#' Plot Conditional Coefficients in Models with Interaction Terms
#'
#' Graph based on the data frame of statistics about the conditional effect of an interaction.
#'
#' @param m A model object including an interaction term, or, alternately, a data frame recording conditional coefficients. This data frame should includes four columns:
#' \itemize{
#' \item fake: The sequence of \code{var1} (the item whose effect will be conditioned on in the interaction);
#' \item coef1: The point estimates of the coefficient of \code{var1} at each break point.

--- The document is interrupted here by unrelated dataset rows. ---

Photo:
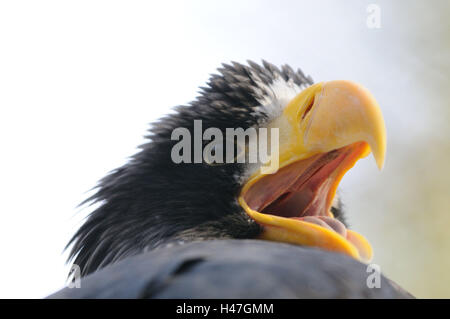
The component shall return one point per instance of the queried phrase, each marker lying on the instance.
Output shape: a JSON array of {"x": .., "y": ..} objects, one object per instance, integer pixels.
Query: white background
[{"x": 81, "y": 80}]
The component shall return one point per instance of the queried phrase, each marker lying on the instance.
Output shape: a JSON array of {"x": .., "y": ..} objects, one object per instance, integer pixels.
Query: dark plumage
[
  {"x": 152, "y": 207},
  {"x": 233, "y": 269},
  {"x": 151, "y": 201}
]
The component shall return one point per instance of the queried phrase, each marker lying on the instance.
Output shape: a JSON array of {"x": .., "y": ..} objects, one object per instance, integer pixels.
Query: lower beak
[{"x": 323, "y": 132}]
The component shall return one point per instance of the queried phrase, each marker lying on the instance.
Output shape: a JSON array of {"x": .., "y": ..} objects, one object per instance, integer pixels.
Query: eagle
[{"x": 195, "y": 214}]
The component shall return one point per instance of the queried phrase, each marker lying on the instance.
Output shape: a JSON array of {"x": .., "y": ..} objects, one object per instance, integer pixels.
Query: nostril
[{"x": 308, "y": 108}]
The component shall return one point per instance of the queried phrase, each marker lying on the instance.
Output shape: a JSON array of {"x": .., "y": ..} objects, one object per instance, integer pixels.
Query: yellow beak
[{"x": 323, "y": 131}]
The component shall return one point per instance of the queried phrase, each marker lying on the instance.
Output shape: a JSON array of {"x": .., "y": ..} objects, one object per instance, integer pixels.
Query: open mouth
[
  {"x": 304, "y": 191},
  {"x": 293, "y": 204}
]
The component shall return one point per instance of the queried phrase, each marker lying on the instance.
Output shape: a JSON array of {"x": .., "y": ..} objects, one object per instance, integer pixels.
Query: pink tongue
[{"x": 327, "y": 222}]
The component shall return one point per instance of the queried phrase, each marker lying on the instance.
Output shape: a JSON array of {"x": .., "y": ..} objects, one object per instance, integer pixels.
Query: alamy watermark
[
  {"x": 374, "y": 278},
  {"x": 236, "y": 145}
]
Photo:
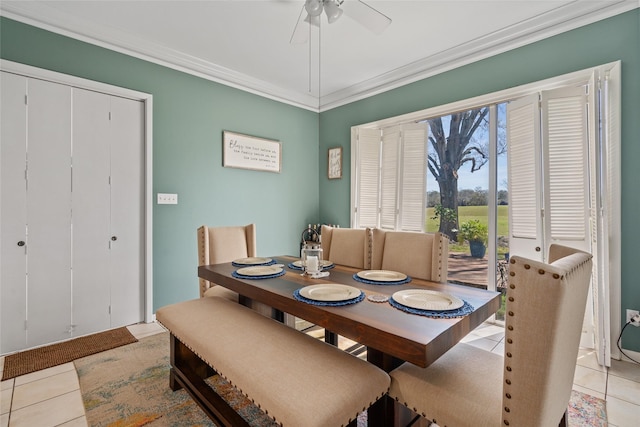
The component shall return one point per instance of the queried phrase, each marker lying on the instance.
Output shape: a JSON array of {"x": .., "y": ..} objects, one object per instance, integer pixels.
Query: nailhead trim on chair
[{"x": 511, "y": 313}]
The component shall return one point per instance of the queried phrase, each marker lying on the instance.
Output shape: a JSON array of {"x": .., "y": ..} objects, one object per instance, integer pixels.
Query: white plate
[
  {"x": 323, "y": 263},
  {"x": 252, "y": 260},
  {"x": 330, "y": 292},
  {"x": 259, "y": 270},
  {"x": 382, "y": 275},
  {"x": 424, "y": 299}
]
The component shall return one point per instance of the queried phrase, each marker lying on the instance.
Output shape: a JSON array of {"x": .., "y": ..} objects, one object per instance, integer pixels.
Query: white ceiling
[{"x": 245, "y": 44}]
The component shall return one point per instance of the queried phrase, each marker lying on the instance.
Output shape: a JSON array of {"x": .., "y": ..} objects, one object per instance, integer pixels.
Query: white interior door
[
  {"x": 13, "y": 211},
  {"x": 48, "y": 212},
  {"x": 127, "y": 211},
  {"x": 91, "y": 216}
]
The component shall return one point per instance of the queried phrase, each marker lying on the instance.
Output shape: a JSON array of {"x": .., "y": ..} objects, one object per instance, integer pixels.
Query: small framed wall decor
[
  {"x": 249, "y": 152},
  {"x": 334, "y": 163}
]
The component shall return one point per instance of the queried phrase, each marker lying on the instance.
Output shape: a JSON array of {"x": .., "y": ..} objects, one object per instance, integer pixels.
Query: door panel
[
  {"x": 565, "y": 148},
  {"x": 13, "y": 279},
  {"x": 91, "y": 214},
  {"x": 525, "y": 197},
  {"x": 127, "y": 211},
  {"x": 49, "y": 212}
]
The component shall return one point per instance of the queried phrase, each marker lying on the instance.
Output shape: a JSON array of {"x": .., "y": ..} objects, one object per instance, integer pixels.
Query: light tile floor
[{"x": 51, "y": 397}]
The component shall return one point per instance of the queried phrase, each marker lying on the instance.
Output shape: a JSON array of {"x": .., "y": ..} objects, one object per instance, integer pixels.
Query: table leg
[{"x": 382, "y": 413}]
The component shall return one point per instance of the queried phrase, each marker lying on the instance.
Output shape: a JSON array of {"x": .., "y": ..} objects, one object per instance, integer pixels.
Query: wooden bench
[{"x": 295, "y": 379}]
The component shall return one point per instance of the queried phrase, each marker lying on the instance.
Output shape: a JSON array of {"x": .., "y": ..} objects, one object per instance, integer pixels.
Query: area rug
[
  {"x": 48, "y": 356},
  {"x": 129, "y": 387}
]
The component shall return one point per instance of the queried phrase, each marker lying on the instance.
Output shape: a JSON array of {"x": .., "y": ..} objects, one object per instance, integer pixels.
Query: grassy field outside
[{"x": 465, "y": 213}]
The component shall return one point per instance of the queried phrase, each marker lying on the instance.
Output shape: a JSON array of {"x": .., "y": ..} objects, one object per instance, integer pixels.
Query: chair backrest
[
  {"x": 224, "y": 244},
  {"x": 420, "y": 255},
  {"x": 347, "y": 246},
  {"x": 544, "y": 315}
]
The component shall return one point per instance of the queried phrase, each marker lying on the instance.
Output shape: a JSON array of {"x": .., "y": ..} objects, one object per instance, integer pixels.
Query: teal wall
[
  {"x": 189, "y": 115},
  {"x": 613, "y": 39}
]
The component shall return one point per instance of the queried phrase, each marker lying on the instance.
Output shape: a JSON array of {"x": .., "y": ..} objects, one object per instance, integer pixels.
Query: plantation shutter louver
[
  {"x": 565, "y": 161},
  {"x": 367, "y": 177},
  {"x": 389, "y": 177},
  {"x": 523, "y": 134},
  {"x": 414, "y": 169}
]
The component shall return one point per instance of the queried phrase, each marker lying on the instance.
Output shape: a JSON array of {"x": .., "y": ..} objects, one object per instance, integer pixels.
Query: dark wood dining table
[{"x": 392, "y": 336}]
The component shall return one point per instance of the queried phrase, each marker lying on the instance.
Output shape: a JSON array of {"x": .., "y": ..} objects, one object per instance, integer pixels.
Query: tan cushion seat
[{"x": 297, "y": 380}]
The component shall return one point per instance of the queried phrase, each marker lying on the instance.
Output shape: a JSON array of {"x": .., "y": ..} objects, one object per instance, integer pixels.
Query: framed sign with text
[
  {"x": 334, "y": 163},
  {"x": 249, "y": 152}
]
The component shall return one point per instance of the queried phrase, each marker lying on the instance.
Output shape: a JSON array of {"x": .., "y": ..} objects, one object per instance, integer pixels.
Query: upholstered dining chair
[
  {"x": 224, "y": 244},
  {"x": 347, "y": 246},
  {"x": 419, "y": 255},
  {"x": 530, "y": 385}
]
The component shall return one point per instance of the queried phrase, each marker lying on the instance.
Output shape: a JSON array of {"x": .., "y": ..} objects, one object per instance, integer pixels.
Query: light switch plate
[{"x": 167, "y": 199}]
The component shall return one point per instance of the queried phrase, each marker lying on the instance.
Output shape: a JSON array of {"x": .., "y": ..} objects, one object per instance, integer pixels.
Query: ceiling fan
[{"x": 359, "y": 11}]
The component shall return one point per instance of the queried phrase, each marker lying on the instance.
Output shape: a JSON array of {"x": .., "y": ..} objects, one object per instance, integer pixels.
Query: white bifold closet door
[
  {"x": 107, "y": 211},
  {"x": 48, "y": 212},
  {"x": 72, "y": 212}
]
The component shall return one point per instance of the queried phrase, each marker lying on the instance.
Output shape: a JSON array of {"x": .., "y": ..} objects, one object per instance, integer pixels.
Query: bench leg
[{"x": 189, "y": 371}]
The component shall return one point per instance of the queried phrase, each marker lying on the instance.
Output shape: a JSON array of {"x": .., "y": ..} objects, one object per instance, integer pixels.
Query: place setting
[
  {"x": 430, "y": 303},
  {"x": 252, "y": 261},
  {"x": 257, "y": 268},
  {"x": 381, "y": 277},
  {"x": 329, "y": 294}
]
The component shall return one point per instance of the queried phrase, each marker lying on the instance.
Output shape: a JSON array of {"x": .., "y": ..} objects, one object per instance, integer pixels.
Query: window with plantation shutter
[
  {"x": 414, "y": 170},
  {"x": 390, "y": 179},
  {"x": 367, "y": 176},
  {"x": 565, "y": 145},
  {"x": 390, "y": 168},
  {"x": 525, "y": 199}
]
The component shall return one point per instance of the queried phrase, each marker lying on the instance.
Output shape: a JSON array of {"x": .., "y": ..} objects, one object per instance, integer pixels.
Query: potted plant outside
[{"x": 476, "y": 233}]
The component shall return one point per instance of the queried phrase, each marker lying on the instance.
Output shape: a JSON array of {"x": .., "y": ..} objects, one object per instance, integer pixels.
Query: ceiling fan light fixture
[
  {"x": 332, "y": 10},
  {"x": 313, "y": 7}
]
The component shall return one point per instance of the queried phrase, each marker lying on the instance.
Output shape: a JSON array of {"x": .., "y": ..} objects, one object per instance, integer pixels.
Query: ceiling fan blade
[
  {"x": 366, "y": 15},
  {"x": 301, "y": 31}
]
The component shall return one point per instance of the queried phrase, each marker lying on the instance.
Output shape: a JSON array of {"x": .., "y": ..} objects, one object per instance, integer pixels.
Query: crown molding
[
  {"x": 47, "y": 18},
  {"x": 559, "y": 20}
]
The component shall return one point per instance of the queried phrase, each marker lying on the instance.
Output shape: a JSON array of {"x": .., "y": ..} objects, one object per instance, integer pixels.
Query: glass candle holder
[{"x": 312, "y": 260}]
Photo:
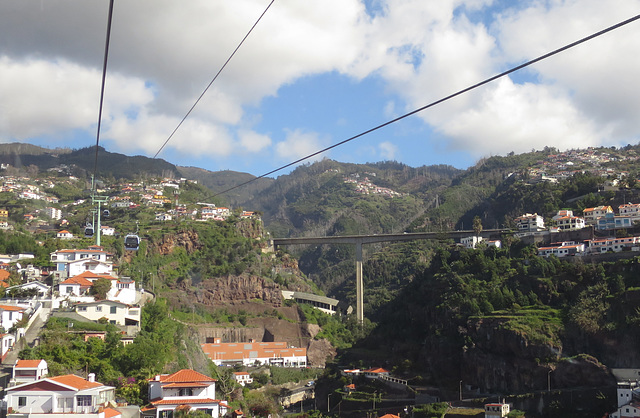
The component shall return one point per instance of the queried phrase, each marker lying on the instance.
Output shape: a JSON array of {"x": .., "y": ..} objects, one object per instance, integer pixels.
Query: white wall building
[
  {"x": 53, "y": 396},
  {"x": 185, "y": 387},
  {"x": 28, "y": 371},
  {"x": 530, "y": 222}
]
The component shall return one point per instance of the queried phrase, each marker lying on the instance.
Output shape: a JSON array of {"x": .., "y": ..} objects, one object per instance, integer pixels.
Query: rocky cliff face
[
  {"x": 231, "y": 289},
  {"x": 503, "y": 359}
]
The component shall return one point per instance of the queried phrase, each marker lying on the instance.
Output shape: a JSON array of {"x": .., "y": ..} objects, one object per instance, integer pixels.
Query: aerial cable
[
  {"x": 214, "y": 79},
  {"x": 104, "y": 76},
  {"x": 444, "y": 99}
]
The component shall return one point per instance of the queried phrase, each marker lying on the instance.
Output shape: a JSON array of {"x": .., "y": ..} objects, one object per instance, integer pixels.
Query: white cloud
[
  {"x": 253, "y": 141},
  {"x": 388, "y": 150},
  {"x": 163, "y": 54},
  {"x": 298, "y": 144}
]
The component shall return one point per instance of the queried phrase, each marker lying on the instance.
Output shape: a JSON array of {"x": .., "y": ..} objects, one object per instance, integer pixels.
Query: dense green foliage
[{"x": 125, "y": 367}]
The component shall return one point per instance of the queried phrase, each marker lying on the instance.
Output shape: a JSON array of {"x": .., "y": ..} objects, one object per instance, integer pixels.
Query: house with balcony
[
  {"x": 563, "y": 249},
  {"x": 612, "y": 221},
  {"x": 70, "y": 263},
  {"x": 185, "y": 389},
  {"x": 28, "y": 371},
  {"x": 116, "y": 313},
  {"x": 68, "y": 394},
  {"x": 243, "y": 378},
  {"x": 530, "y": 222},
  {"x": 591, "y": 215}
]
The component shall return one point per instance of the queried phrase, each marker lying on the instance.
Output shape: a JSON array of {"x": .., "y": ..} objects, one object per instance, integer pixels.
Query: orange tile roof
[
  {"x": 376, "y": 370},
  {"x": 28, "y": 364},
  {"x": 183, "y": 401},
  {"x": 76, "y": 382},
  {"x": 186, "y": 385},
  {"x": 92, "y": 275},
  {"x": 186, "y": 376},
  {"x": 11, "y": 308},
  {"x": 238, "y": 351},
  {"x": 110, "y": 413},
  {"x": 78, "y": 280}
]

#' \item ub: The upper bound of the simulated 95\% CI.
#' \item lb: The lower bound of the simulated 95\% CI.
#' }
#' @param var1 The name (as a string) of the variable of interest in the interaction term; its conditional coefficient estimates will be plotted.
#' @param var2 The name (as a string) of the other variable in the interaction term.
#' @param plot A logical value indicating whether the output is a plot or a dataframe including the conditional coefficient estimates of var1, their upper and lower bounds, and the corresponding values of var2.
#' @param steps Desired length of the sequence. A non-negative number, which for seq and seq.int will be rounded up if fractional. The default is 100 or the unique categories in the \code{var2} (when it is less than 100. Also see \code{\link{unique}}).
#' @param ci is a numeric value inherited from the data wrangling functions in this package. Adding it here is just for the method consistency.
#' @param adjCI Succeeded from the data management functions in `interplot` package.
#' @param hist A logical value indicating if there is a histogram of `var2` added at the bottom of the conditional effect plot.
#' @param var2_dt A numerical value indicating the frequency distribution of `var2`. It is only used when `hist == TRUE`. When the object is a model, the default is the distribution of `var2` of the model.
#' @param predPro A logical value with default of `FALSE`. When the `m` is an output of a general linear model (class `glm` or `glmerMod`) and the argument is set to `TRUE`, the function will plot predicted probabilities at the values given by `var2_vals`.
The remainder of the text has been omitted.